Montfort & Bogost raise the bar on anyone wishing to talk meaningfully about computer culture. Not only must we interpret these machines, we must first know how they work -- and yes, sometimes this means knowing assembly code. From chip to controller, the authors lead us with ease through the Atari "2600" Video Computer System, one of the most emblematic devices in recent mass culture.(Alexander Galloway, Associate Professor of Culture and Communication, New York University, and author of Protocol: How Control Exists After Decentralization)
Montfort and Bogost's analysis is both technically detailed and historically contextualized, both informative and methodologically instructive. They write with a rigor and grace that future contributors to the series may be at pains to match.(Seth Perlow, Convergence)

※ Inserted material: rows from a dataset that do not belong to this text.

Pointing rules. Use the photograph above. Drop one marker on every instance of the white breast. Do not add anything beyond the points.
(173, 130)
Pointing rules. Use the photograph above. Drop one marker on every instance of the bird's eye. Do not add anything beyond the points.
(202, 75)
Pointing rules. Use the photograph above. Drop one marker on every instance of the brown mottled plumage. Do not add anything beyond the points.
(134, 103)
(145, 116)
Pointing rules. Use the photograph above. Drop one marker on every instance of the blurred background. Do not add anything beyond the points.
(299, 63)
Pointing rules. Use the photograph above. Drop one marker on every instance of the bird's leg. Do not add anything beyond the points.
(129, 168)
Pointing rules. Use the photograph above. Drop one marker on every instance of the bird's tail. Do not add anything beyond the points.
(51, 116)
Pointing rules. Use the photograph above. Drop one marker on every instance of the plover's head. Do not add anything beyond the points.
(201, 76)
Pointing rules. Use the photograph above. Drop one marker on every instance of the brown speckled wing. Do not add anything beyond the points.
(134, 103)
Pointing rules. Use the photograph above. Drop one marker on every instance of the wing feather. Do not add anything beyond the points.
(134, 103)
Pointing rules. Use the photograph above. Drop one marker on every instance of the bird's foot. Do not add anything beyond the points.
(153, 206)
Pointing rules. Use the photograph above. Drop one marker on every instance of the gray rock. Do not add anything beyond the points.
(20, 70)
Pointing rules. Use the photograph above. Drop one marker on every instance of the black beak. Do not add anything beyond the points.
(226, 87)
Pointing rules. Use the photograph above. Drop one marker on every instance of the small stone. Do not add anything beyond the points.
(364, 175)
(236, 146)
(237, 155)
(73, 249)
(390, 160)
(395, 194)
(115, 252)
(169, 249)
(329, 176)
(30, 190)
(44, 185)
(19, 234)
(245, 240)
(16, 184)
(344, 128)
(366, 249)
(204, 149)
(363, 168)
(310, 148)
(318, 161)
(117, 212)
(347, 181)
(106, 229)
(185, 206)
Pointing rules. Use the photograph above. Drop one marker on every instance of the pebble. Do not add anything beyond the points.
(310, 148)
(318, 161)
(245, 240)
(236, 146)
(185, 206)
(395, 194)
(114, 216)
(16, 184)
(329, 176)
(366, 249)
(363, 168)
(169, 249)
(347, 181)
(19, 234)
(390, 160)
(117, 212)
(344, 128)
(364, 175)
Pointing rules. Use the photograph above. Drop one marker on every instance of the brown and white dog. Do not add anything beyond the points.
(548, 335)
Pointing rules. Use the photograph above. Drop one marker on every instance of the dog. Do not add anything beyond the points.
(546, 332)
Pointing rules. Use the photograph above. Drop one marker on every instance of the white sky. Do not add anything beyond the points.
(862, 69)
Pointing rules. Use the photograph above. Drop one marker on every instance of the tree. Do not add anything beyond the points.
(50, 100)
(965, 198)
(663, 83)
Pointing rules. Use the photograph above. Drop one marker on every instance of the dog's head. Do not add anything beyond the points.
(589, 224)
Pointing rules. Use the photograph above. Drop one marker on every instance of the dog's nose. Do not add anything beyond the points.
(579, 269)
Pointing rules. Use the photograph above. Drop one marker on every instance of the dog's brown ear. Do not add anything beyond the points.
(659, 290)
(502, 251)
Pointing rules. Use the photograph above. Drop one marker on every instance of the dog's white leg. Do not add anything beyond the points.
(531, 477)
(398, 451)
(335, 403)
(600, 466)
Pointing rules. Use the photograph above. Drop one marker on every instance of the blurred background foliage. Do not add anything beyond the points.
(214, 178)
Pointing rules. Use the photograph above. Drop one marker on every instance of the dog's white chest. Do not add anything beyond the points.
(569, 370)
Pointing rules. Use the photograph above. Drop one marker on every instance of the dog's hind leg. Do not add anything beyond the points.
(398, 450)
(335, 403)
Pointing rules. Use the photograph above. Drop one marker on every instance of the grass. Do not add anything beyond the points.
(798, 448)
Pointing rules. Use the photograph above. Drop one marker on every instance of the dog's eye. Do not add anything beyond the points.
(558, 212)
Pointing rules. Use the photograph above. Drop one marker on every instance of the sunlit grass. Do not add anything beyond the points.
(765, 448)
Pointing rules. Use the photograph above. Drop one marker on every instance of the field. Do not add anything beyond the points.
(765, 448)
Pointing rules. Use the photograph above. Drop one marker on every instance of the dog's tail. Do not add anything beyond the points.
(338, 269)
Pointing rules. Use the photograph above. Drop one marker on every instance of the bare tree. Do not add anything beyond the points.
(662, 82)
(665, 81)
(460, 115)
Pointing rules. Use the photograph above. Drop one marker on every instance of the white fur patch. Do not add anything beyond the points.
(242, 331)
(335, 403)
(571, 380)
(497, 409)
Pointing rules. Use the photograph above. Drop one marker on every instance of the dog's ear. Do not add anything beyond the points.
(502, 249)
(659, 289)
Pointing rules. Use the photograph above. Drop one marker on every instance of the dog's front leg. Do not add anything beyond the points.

Read it, it will do you good.(José P. Zagal Game Studies)
Racing the Beam doesn"t spare the technical details, but is always accessible and compelling. Downright thrilling at times, in fact, a sort of The Right Stuff of video game development.(Darren Zenko thestar.com (Toronto Star))
About the Author
Nick Montfort is Assistant Professor of Digital Media at MIT. He is the author of Twisty Little Passages: A New Approach to Interactive Fiction and the coeditor of The New Media Reader, both published by The MIT Press. Ian Bogost is Assistant Professor in the School of Literature, Communication, and Culture, at Georgia Institute of Technology and Founding Partner, Persuasive Games LLC. He is the author of Persuasive Games: The Expressive Power of Videogame Criticism and Unit Operations: An Approach to Videogame Criticism, both published by the MIT Press.